We set up three obstacles of different configurations. The start point is [5,5], the goal region consists of a circle with coordinates [45,45] as the center and 3 m as the radius, and the initial state of the USV is [0,0,0,5,5,0]. The simulation results for the four algorithms RRT*, Informed-RRT*, spRRT, and spRRT-Informed when the maximum number of iterations is set to 1000 are shown in Figure 8.
Despite the fact that the RRT* algorithm can obtain the path in a short time, the path shown in Figure 8a has many redundant nodes. As a result of the lack of consideration of dynamic constraints on USV in the extension operation, most newly created nodes become unfeasible. For example, many steering angles on the path are beyond the USV’s actual performance range. Compared with the RRT* algorithm, the spRRT algorithm and spRRT-Informed algorithm can output smooth and feasible paths considering the USV complete dynamic constraints. Each of the four algorithms is tested 100 times and the resulting path characteristic parameters are shown in Table 2.
As the USV dynamic constraint is not considered, the sailing time of RRT* or Informed-RRT* cannot be calculated. The inclusion of the USV motion model improves steering performance by over 40.645%. The simulation results of spRRT and spRRT-Informed demonstrate that two parameters, the path distance and steering angle, can be applied to USV. Compared to spRRT, spRRT-Informed with a double elliptic sampling domain has an average reduction of 14.051% in the performance parameter of sailing time. The standard deviation is reduced by 90.074%. In the performance parameter of distance, spRRT-Informed is on average 13.134% shorter compared to spRRT, and the standard deviation is reduced by 86.708%.

4.1.2. Scenario 2

In scenario 2, the line from the start point to the goal region is blocked by obstacles.

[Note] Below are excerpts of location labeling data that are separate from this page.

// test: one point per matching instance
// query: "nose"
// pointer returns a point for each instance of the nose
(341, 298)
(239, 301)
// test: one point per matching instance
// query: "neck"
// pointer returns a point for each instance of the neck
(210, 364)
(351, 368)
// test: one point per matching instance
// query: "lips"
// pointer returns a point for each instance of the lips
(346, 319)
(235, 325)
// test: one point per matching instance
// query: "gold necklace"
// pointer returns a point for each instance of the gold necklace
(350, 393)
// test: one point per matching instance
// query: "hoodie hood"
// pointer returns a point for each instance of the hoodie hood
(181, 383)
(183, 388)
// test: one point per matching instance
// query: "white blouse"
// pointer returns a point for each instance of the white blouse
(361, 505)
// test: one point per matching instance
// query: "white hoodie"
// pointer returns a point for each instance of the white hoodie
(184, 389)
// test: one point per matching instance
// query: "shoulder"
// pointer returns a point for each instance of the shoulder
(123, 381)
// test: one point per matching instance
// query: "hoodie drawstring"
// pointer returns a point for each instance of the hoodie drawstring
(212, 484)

All obstacles need to be “bypassed”. The start point is [5,35], the goal region consists of a circle with coordinates [45,10] as the center and 3 m as the radius, and the initial state of the USV is [0,0,0,5,35,−pi/2]. When the maximum number of iterations is set to 1000, the simulation results comparing the four algorithms of RRT*, Informed-RRT*, spRRT, and spRRT-Informed are shown in Figure 9. Each of the three algorithms is tested 100 times and the resulting path characteristics parameters are shown in Table 3.
In scenario 2, the inclusion of the USV motion model improves steering performance by over 72.563%. In the performance indicator of sailing time, the spRRT-Informed has an average reduction of 12.377% compared to the spRRT. The standard deviation is reduced by 84.887%. In the performance indicator of distance, spRRT-Informed is on average 6.636% shorter compared to spRRT. The standard deviation is reduced by 47.554%. According to the analysis of the simulation results in Scenario 1, spRRT-Informed offers a significant advantage in terms of algorithm exploration performance over spRRT. As shown in Figure 10, in the case of different elliptic domains, the sailing time of optimal paths is examined at 100 intervals over a maximum of 1000 iterations. It is evident from the descent curves in the figure that, in a “bypassed” environment, the double elliptic sampling domain performs better in finding the optimal solution.

4.1.3. Scenario 3

An environment in which the line from the start point to the goal position is not blocked by obstacles. The start point is [5,42], the goal region consists of a circle with coordinates [45,5] as the center and 3 m as the radius, and the initial state of the USV is [0,0,0,5,42,−pi/4]. When the maximum number of iterations is set to 1000, the simulation results comparing the four algorithms of RRT*, Informed-RRT*, spRRT, and spRRT-Informed are shown in Figure 11. Each of the three algorithms is tested 100 times and the resulting path characteristics parameters are shown in Table 4.
In the performance indicator of sailing time, the spRRT-Informed has an average reduction of 7.374% compared to the spRRT. The standard deviation is reduced by 67.056%. In the performance indicator of distance, spRRT-Informed is on average 7.008% shorter compared to spRRT. The standard deviation is reduced by 67.073%. In scenario 3, a single elliptic sampling domain is selected because there is no obstruction in the line between the start point and the goal region. As shown in Figure 12, when the double elliptic sampling domain is used, the optimal paths are viewed at 100 intervals over 1000 maximum iterations. It can be concluded from the time cost values shown in Figure 12 that the use of a double elliptical sampling domain can improve the overall convergence by searching for better paths with fewer iterations.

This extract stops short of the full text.